During a disaster or emergency event, it is critical for people who take life-saving medications or drugs that control chronic conditions to have access to those medicines. I discovered this firsthand when my mom came to stay with me during Hurricane Sandy. She originally planned on staying only one night—she was overly optimistic about the power coming back on at her house—but when she heard the power was going to be off for at least a few more days, Mom began to panic a bit. She only brought a two-day supply of her medication, and was worried about having to skip a few days without it.
Luckily I know a thing or two about Medicare Part D, and was able to explain the situation to the CVS pharmacist in town. Even though my mom had just refilled her medication a few days earlier at her local CVS, the pharmacist was able to override Medicare’s “Refill too soon” claim rejection because of the emergency situation. Within 10 minutes, Mom had her medication in hand.
We were very fortunate in that my home town did not sustain any damage, so I knew there would be no trouble getting her medication. But what about the less fortunate people in areas like Staten Island, Rockaway Beach, and Long Beach Island, where so many homes are in ruins? How would people know where to go to get the medication they needed?
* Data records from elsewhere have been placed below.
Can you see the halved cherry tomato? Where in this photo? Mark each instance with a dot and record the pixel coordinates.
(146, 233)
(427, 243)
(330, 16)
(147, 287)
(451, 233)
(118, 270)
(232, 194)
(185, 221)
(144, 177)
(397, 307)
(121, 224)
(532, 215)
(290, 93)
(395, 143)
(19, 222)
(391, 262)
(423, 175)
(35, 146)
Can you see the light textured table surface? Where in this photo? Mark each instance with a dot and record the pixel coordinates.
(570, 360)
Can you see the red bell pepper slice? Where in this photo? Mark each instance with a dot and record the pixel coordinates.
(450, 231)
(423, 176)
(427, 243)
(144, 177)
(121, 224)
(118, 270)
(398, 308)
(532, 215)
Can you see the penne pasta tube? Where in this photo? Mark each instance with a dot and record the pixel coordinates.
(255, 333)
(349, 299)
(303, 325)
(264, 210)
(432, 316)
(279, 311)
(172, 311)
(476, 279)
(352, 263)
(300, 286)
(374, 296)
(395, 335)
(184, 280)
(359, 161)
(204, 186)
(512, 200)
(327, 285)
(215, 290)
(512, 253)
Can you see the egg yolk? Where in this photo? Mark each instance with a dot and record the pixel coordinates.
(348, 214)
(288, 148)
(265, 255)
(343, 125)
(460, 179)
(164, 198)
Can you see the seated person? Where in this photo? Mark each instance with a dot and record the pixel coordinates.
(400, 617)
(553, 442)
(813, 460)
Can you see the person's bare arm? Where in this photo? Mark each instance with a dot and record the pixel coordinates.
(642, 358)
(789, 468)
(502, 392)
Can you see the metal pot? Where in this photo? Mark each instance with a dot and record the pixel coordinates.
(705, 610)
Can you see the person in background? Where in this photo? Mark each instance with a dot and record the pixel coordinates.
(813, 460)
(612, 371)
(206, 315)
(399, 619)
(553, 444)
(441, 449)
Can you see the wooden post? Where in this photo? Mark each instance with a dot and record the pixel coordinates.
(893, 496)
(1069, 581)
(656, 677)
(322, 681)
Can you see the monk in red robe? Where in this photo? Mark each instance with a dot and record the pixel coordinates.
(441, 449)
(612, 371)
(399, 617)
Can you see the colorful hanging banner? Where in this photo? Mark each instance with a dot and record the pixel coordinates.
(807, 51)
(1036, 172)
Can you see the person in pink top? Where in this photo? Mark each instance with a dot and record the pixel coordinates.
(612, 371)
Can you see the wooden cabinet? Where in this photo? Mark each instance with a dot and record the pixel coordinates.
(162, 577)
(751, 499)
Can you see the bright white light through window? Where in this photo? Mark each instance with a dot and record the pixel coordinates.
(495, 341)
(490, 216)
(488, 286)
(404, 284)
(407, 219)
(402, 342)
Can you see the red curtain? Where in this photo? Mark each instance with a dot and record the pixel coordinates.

I started to do some digging on the subject, and came across the Rx Response’s Pharmacy Status Reporting Tool. The website provides real-time information about open pharmacies in storm-affected areas. Granted, one needs Internet access via computer or smart phone to use the site, but it’s still a good tool for those employees and volunteers in emergency management and at emergency shelters who are trying to help people find the closest open pharmacy.
According to the site, Rx Response works with the National Council for Prescription Drug Programs (NCPDP) and pharmacy clearinghouses responsible for processing pharmacy payments. Once a request is made by a state emergency or public health official to begin pharmacy status reporting, Rx Response requests a list of all NCPDP pharmacies within an affected disaster area as well as a daily list of all pharmacies that are billing within the affected area. Once the data is processed, Rx Response displays a graphical, searchable map and downloadable Excel file of all known pharmacies, all open pharmacies, and any known affected/closed pharmacies.
The site is a bit clunky and not very user-friendly, but the concept is a good one that is much needed in this age of frequent storm surges. If anyone knows of a better site with this type of information, please let me know. With Sandy Part II expected to hit the northeast today and tomorrow, a lot of people may unfortunately be searching again for an open pharmacy.